On Fri, May 18, 2018 at 08:53:30AM -0700, Christoph Hellwig wrote:
> On Fri, May 18, 2018 at 06:13:06AM -0700, Matthew Wilcox wrote:
> > > Historically, the only problematic case has been direct IO, and people
> > > have been willing to say "well, if you mix buffered and direct IO you
> > > get what you deserve", and that's probably not unreasonable. But now we
> > > have fallocate insert range and collapse range, and those are broken in
> > > ways I frankly don't want to think about if they can't ensure consistency
> > > with the page cache.
> > 
> > ext4 manages collapse-vs-pagefault with the ext4-specific i_mmap_sem.
> > You may get pushback on the grounds that this ought to be a
> > filesystem-specific lock rather than one embedded in the generic inode.
> 
> Honestly I think this probably should be in the core.  But IFF we move
> it to the core the existing users of per-fs locks need to be moved
> over first.  E.g. XFS as the very first one, and at least ext4 and f2fs
> that copied the approach, and probably more if you audit deep enough.

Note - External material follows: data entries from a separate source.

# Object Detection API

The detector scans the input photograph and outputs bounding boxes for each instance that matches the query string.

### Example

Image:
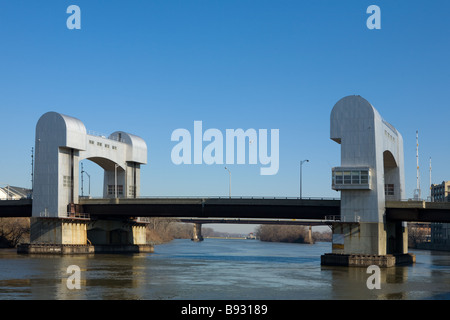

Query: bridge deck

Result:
[0,198,450,223]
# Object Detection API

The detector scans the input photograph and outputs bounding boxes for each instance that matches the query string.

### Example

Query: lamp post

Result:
[0,183,9,200]
[300,160,309,199]
[225,167,231,199]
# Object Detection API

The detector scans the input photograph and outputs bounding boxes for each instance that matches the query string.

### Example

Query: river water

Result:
[0,239,450,300]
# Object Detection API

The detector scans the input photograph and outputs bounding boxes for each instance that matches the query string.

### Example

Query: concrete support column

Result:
[192,223,203,242]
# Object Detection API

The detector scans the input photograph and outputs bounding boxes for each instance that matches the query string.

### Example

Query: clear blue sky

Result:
[0,0,450,210]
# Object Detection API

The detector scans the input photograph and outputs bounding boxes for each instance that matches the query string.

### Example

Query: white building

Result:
[0,186,31,200]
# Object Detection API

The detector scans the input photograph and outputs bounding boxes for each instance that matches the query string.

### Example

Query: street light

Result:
[300,160,309,199]
[225,167,231,199]
[0,183,9,200]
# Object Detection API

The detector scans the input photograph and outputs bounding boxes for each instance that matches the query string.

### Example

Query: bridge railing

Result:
[81,196,341,200]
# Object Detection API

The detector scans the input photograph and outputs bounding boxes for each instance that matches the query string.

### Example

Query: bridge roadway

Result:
[0,197,450,223]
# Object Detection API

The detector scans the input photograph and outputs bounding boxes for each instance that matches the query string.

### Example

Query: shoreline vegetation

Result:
[0,218,331,248]
[256,224,331,243]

I'm not going to go and redo locking in XFS and ext4 as a prerequisite to
merging bcachefs. Sorry, but that's a bit crazy.

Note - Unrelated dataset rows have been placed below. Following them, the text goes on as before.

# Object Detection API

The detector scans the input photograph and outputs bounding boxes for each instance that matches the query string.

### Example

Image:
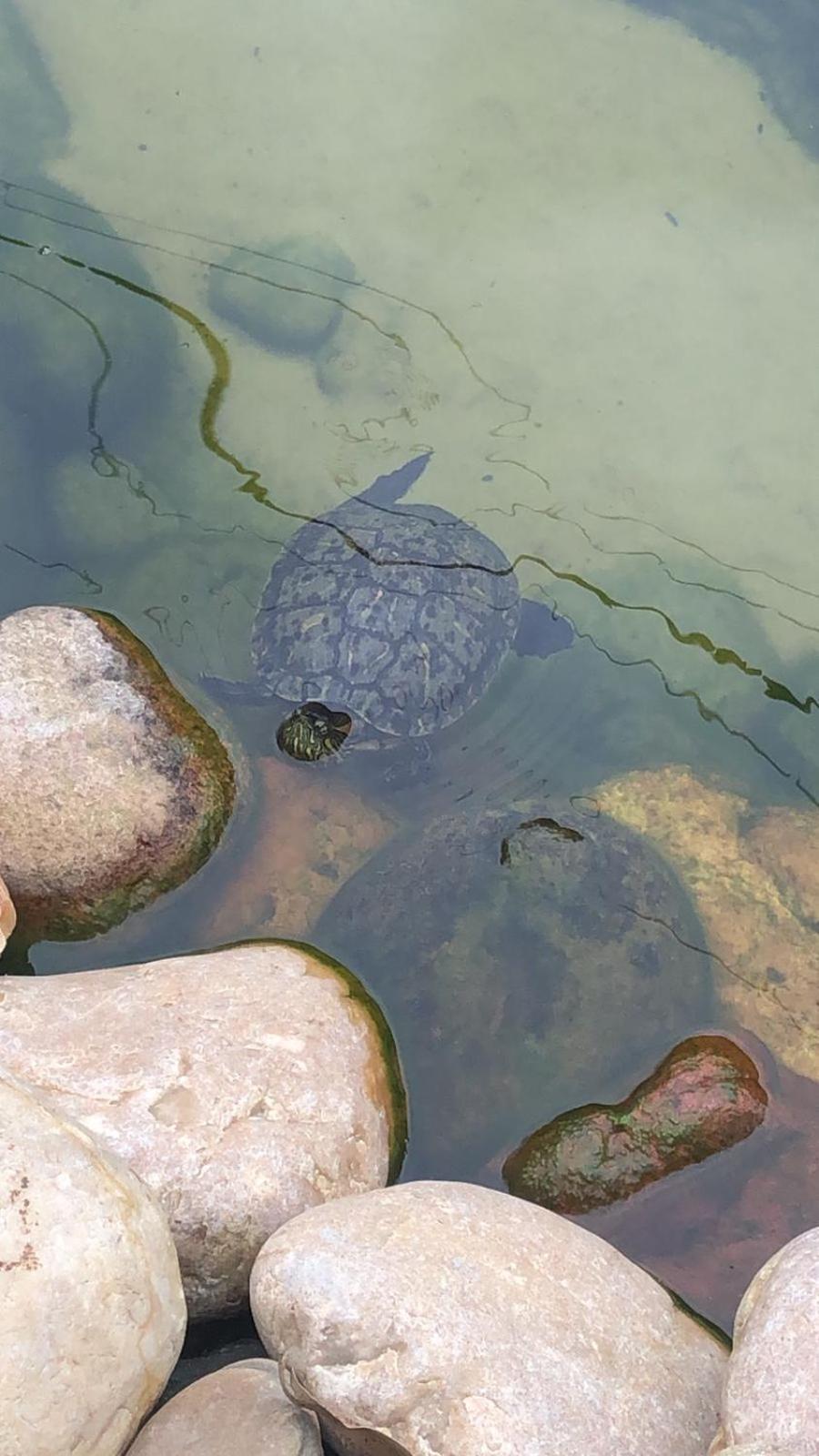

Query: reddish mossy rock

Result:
[0,607,235,941]
[502,1036,768,1214]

I am more than happy to work on the locking itself if we can agree on what
semantics we want out of it. We have two possible approaches, and we're going to
have to pick one first: the locking can be done at the top of the IO stack (like
ext4 and I'm guessing xfs), but then we're adding locking overhead to buffered
reads and writes that don't need it because they're only touching pages that are
already in cache.

Or we can go with my approach, pushing down the locking to only when we need to
add pages to the page cache. I think if we started out by merging my approach,
it would be pretty easy to have it make use of Mathew's fancy xarray based range
locking when that goes in, the semantics should be similar enough.

If people are ok with and willing to use my approach, I can polish it up - add
lockdep support and whatever else I can think of, and attempt to get rid of the
stupid recursive part.

But that's got to be decided first, where in the call stack the locking should
be done.